We all met up to take canal tour after Tony, Julia
and I visited the Anne Frank house. The canal tour was alright, but not great. It was a nice diversion from the misty rain. Dinner was at an Argentinian restaurant that we selected randomly walking down the street. Then we wandered through the Red Light District. Honestly, it was a little strange, but not that shocking; most of the women were wearing more in the windows than they would on a local beach. And there were tourists everywhere. We laughed about the fact there were a higher percentage of women walking down the street in the District than we saw at the steak restaurant where we at dinner. There were also fairly respectable bars and restaurants scattered among the sex shops, with clean cut middle age men and women drinking a beer or coffee. My AirBnB host told me the next morning she thought the District "had a very cool vibe" and that Amsterdam was trying to build up the area into an arts scene. Fascinating.

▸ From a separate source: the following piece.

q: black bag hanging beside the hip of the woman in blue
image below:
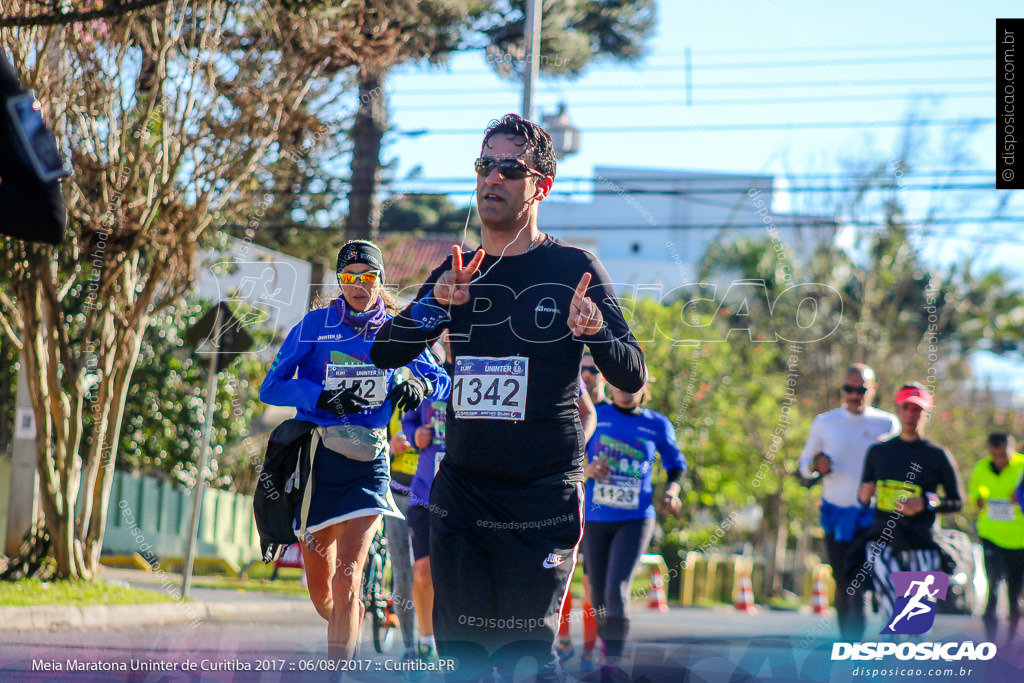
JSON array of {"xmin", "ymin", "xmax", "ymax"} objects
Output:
[{"xmin": 253, "ymin": 419, "xmax": 316, "ymax": 564}]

Waiting for Julia at the finish line |
The Night Watch The Rijksmuseum has a lot of Rubens |
The next day Tony and I visited the Rijksmuseum while Julie and coworkers ran their 13 miles. We did make it out to cheer her on around mile 10, and congratulated her at the finish line. Her coworker that currently lives in Amsterdam welcomed everybody back at his place after the race, serving lots of goodies, including cliff bars, beer and pizza. It was nice, but surreal to be surrounded by former coworkers in Europe. They are all living and working here now, and still enmeshed in the day to day work struggles. I'm standing on the outside looking in, feeling almost like I never left . . . almost :)
We caught the train back to Antwerp that night so Julia and Lew could go back to work. As for me, I will continue rambling.